After the success of the programme last year, local church leaders decided that it would be beneficial to run StreetReach again this Easter. Volunteers met each morning for a debriefing and time of worship, before heading into their local areas to help anyone who needed it in what one leader described as ‘The most relevant act of worship we will carry out’.
One of the co-ordinators, Jonny Doey explained what it was they were doing. ‘Streetreach is were we get people together from the local churches to go out into the community and to show acts of kindness and to relate the love of God in word and deed.
‘We’ve had young people involved from the age of 14 who have been coming in and serving during their holiday time. Not only that, but the Council and the Department for Social Development have got involved too.’
Having advertised their services via leaflet drops in Ballysally, Dhu Varren, Portstewart and the Heights area of Coleraine, the job list had mounted even before they began. In Ballysally the team spent much of their time picking up litter in the area as well as spending time with people in the community over cups of tea. In Dhu Varren, around 20 folk dressed in red and yellow t-shirts from the Elim and Presbyterian churches cut grass, painted fences and stripped layers of wallpaper. In Portstewart the young people learnt just in time the difference between a plant and a weed as they tidied up gardens in the Mullaghmacall and Lever Road areas. And in the Heights area, some of the young people decided to paint the park at Kylemore Nursery School as a way of brightening up the area. Robert McMullan, a 17 year old from the town had had the idea. ‘It was really old and there were names scored on so we just sanded it down and washed it and started painting it with bright colours and you can see a big difference in it now, it just shines so much more.’
One woman who StreetReach had a big impact on was Linda McAuley, who had just recently moved into Ferndale Avenue in Portstewart. She had responded to one of the flyers, as she needed help to chop large amounts of timber she had received into blocks for firewood.

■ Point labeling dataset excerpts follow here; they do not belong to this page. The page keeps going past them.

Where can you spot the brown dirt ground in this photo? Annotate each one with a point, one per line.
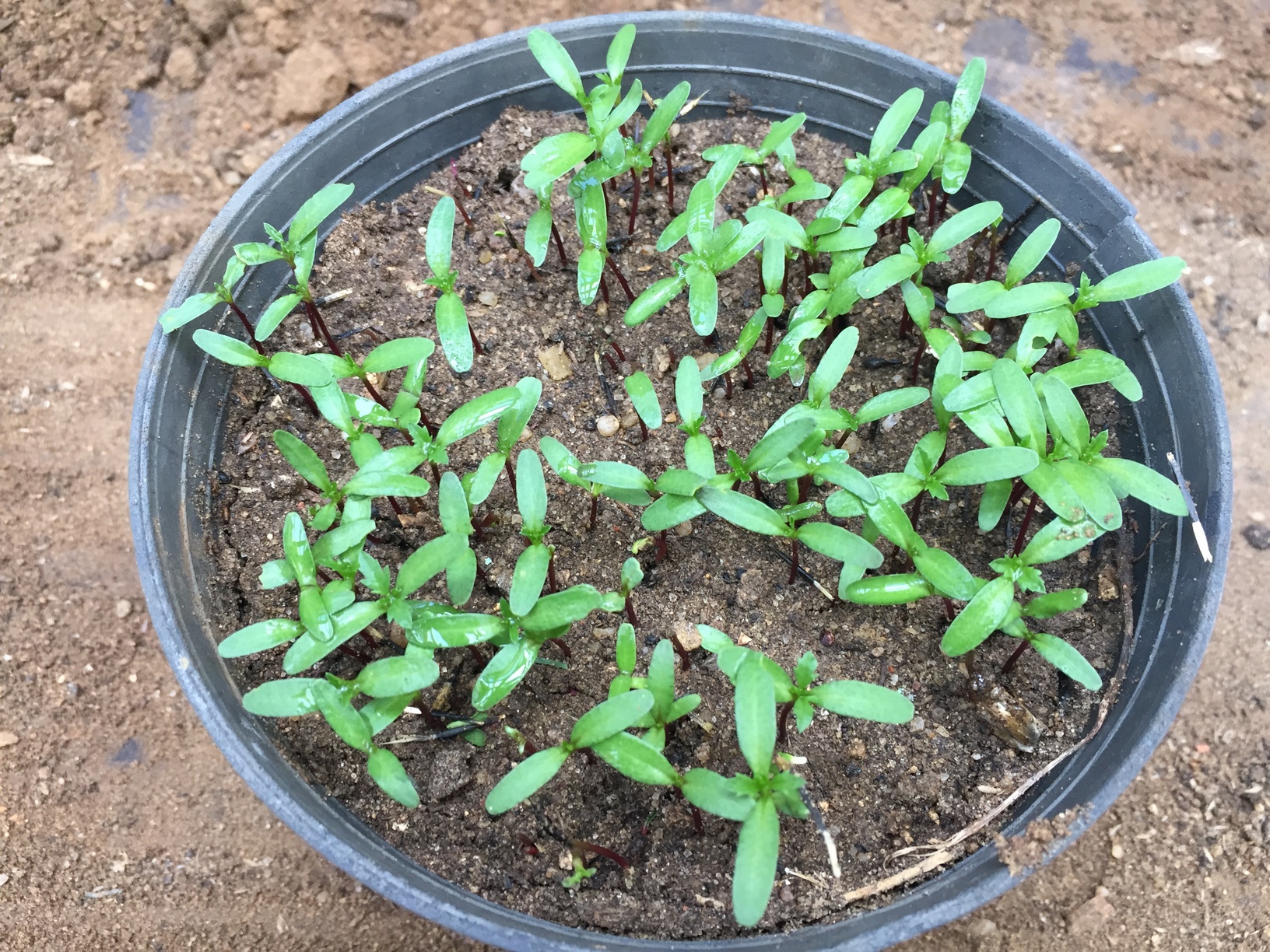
(112, 783)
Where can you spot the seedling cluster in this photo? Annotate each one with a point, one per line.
(795, 484)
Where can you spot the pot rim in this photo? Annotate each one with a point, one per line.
(362, 853)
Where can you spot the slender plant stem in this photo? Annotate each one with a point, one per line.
(1023, 527)
(556, 234)
(635, 179)
(621, 278)
(669, 177)
(1014, 658)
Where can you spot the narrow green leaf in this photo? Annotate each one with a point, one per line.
(1138, 279)
(189, 309)
(715, 795)
(755, 873)
(475, 414)
(980, 618)
(503, 673)
(289, 697)
(756, 716)
(638, 759)
(889, 590)
(1133, 479)
(229, 349)
(259, 638)
(452, 329)
(317, 210)
(388, 772)
(743, 510)
(838, 544)
(1067, 659)
(524, 779)
(528, 576)
(978, 466)
(1032, 251)
(400, 674)
(858, 698)
(610, 717)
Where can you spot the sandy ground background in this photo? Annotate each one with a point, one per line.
(126, 124)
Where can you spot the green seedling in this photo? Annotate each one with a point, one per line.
(954, 162)
(643, 396)
(848, 698)
(600, 724)
(510, 428)
(822, 537)
(458, 338)
(534, 564)
(568, 467)
(714, 250)
(299, 249)
(777, 141)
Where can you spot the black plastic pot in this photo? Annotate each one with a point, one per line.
(391, 136)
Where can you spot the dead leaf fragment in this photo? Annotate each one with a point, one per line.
(556, 362)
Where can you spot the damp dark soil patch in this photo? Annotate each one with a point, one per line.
(880, 787)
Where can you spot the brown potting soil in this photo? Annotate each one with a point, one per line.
(879, 787)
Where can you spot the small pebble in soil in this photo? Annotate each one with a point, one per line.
(1258, 536)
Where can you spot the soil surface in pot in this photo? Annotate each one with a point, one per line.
(879, 787)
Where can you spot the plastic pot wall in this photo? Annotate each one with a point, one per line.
(391, 136)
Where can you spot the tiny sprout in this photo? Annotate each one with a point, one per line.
(601, 723)
(643, 396)
(458, 338)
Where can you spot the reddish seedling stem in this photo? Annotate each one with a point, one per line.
(247, 325)
(556, 235)
(321, 329)
(759, 489)
(669, 178)
(917, 361)
(1026, 522)
(783, 720)
(605, 852)
(1014, 658)
(630, 614)
(621, 278)
(635, 179)
(685, 658)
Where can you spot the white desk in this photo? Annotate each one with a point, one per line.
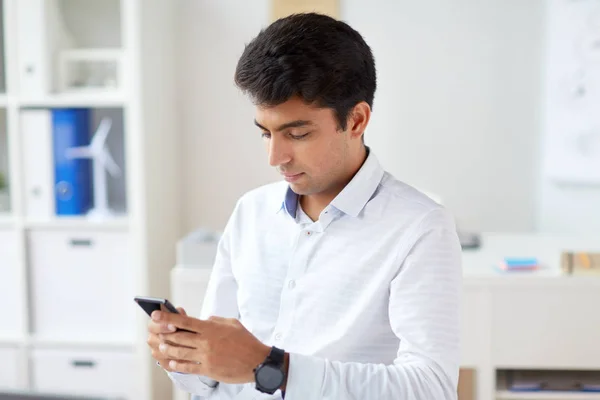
(519, 320)
(541, 319)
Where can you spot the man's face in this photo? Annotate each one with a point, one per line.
(305, 145)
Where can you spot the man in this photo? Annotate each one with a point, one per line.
(339, 282)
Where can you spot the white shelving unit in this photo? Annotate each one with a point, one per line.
(72, 327)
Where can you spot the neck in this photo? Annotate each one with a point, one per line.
(314, 204)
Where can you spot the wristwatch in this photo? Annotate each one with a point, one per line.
(269, 375)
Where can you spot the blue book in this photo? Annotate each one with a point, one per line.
(72, 176)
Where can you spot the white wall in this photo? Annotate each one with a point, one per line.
(223, 155)
(456, 111)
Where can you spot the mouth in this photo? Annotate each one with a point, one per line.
(292, 177)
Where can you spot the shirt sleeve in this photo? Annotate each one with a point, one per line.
(220, 300)
(424, 312)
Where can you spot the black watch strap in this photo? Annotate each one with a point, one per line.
(276, 356)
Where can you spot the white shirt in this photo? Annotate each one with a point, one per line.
(365, 299)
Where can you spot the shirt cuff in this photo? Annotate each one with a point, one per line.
(305, 377)
(194, 384)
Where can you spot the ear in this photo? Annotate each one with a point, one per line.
(358, 119)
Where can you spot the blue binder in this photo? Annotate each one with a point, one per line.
(72, 177)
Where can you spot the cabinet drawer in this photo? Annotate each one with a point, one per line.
(84, 373)
(11, 286)
(475, 323)
(537, 326)
(10, 369)
(82, 284)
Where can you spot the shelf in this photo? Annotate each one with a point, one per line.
(6, 220)
(508, 395)
(91, 100)
(12, 340)
(38, 341)
(116, 223)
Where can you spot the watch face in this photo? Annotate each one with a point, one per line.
(269, 377)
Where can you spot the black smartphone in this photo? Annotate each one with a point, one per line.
(151, 304)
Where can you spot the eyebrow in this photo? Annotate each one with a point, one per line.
(293, 124)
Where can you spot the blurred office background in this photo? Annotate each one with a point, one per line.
(490, 105)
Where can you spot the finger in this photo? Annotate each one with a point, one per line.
(179, 353)
(153, 340)
(157, 328)
(185, 367)
(185, 339)
(180, 321)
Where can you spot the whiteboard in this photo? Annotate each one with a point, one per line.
(571, 120)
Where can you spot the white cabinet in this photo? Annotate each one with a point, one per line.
(541, 325)
(82, 284)
(11, 324)
(10, 369)
(68, 281)
(84, 373)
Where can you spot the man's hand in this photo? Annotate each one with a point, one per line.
(154, 330)
(218, 348)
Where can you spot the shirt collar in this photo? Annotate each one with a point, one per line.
(355, 195)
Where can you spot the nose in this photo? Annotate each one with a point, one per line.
(279, 152)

Initially four people had turned up to help on the first day, but as time went on the rest of the team followed. ‘ I looked out the back window at one point,’ Linda says, ‘and it was like a flurry of wee birds and worker fairies had come in in brightly coloured t-shirts. At that stage there were about 15 young people then working incredibly hard, and they ended up giving the garden a complete makeover, cutting the grass, trimming the back bushes, not just chopping the wood.’

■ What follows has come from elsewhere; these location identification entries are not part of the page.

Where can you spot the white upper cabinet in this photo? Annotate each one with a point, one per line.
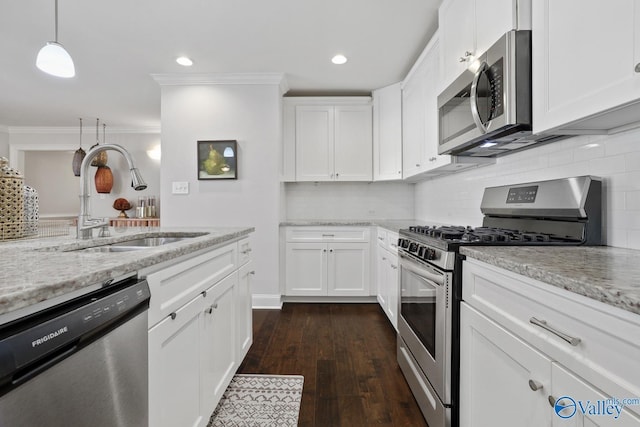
(332, 139)
(387, 133)
(586, 65)
(469, 27)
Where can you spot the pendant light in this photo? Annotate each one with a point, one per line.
(53, 58)
(101, 158)
(78, 156)
(104, 176)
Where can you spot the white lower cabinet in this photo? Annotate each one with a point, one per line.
(244, 318)
(327, 261)
(327, 269)
(195, 350)
(218, 360)
(174, 368)
(495, 371)
(532, 354)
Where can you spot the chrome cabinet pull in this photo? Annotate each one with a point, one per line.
(543, 324)
(535, 385)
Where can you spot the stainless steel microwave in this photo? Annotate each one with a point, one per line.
(486, 112)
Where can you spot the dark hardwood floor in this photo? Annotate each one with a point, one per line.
(347, 355)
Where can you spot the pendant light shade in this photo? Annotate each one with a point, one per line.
(78, 156)
(104, 179)
(54, 59)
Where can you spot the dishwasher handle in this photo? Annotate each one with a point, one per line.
(31, 344)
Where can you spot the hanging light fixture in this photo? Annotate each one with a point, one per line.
(53, 58)
(78, 155)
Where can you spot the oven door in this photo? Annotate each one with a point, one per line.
(425, 321)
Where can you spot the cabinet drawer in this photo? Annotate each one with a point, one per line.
(608, 348)
(244, 251)
(327, 234)
(173, 286)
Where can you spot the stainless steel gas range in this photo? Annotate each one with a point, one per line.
(558, 212)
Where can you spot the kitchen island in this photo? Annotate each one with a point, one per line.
(43, 271)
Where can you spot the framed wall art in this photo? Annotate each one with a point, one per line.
(218, 159)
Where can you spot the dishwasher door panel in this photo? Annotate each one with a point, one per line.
(103, 385)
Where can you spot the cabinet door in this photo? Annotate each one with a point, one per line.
(217, 341)
(348, 273)
(387, 133)
(457, 37)
(244, 317)
(495, 373)
(353, 143)
(393, 290)
(413, 121)
(579, 71)
(314, 143)
(306, 269)
(174, 368)
(382, 263)
(581, 403)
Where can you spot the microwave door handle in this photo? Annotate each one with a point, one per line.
(474, 97)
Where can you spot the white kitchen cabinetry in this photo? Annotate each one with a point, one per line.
(469, 27)
(420, 89)
(387, 133)
(570, 97)
(218, 360)
(198, 318)
(513, 371)
(495, 370)
(387, 274)
(327, 262)
(332, 139)
(174, 372)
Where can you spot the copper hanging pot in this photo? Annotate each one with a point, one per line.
(101, 158)
(104, 179)
(78, 156)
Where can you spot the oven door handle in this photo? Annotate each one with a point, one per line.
(433, 276)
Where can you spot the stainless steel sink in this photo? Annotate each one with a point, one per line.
(147, 242)
(138, 244)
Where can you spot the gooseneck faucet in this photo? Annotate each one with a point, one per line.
(85, 223)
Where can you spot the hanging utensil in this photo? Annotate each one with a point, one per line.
(78, 156)
(101, 158)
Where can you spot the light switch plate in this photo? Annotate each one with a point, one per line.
(181, 187)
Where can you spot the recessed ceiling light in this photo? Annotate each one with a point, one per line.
(339, 59)
(184, 61)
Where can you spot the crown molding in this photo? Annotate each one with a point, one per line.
(177, 79)
(74, 130)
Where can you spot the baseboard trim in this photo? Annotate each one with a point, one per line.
(266, 301)
(320, 299)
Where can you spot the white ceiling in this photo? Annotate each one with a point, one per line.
(117, 44)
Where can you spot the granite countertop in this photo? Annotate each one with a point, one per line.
(390, 224)
(33, 271)
(607, 274)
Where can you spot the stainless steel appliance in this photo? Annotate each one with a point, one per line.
(80, 363)
(557, 212)
(486, 111)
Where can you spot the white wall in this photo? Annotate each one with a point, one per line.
(349, 200)
(58, 182)
(250, 114)
(456, 199)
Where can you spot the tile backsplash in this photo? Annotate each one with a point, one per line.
(615, 158)
(349, 200)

‘The thing that I was noticing and that I couldn’t get over,’ Linda continued, ‘is that they were all so happy doing it. They were young people that were genuinely happy out helping other people and it just warmed me through to the soul. I cried and l laughed all in the one day. It was a lovely sight and I will never forget the kindness because it wasn’t done in a way that made me feel bad about asking for the help. Everybody has been so friendly and kind and happy and chatty and normal. It didn’t feel like there was an act of charity being done – it just felt like really genuine people coming out to help other people.’
With little reward, organisational chaos and extra responsibility, why would those who organised StreetReach do such a thing? ? ‘In the book of Jeremiah,’ Jonny explains, ‘it says to seek the welfare of the city and we believe that God here is calling us to seek the welfare of our cities and in the upkeep of them as well. We also want to go out and be hands and feet of Christ in the community, to let people realise that being a Christian is about serving and that the church is interested in people and the church wants to be real with people. We want people to see that the church is alive, but more importantly that Jesus Christ is alive.’
With dirty hands, paint in their hair and wet clothes from Wednesday’s rain, what inspires young people to give up three days of their Easter holidays, and get involved with StreetReach? Robert, who was volunteering for the second year, concludes, ‘I guess it’s for the love of Jesus. He’s got such a big part to play in all our lives. For me he’s changed my life. I would never have dreamed of painting a park, or helping someone clean up their garden just for the complete love of Jesus. He’s got so much to share and he wants to share it with everybody and to use us.’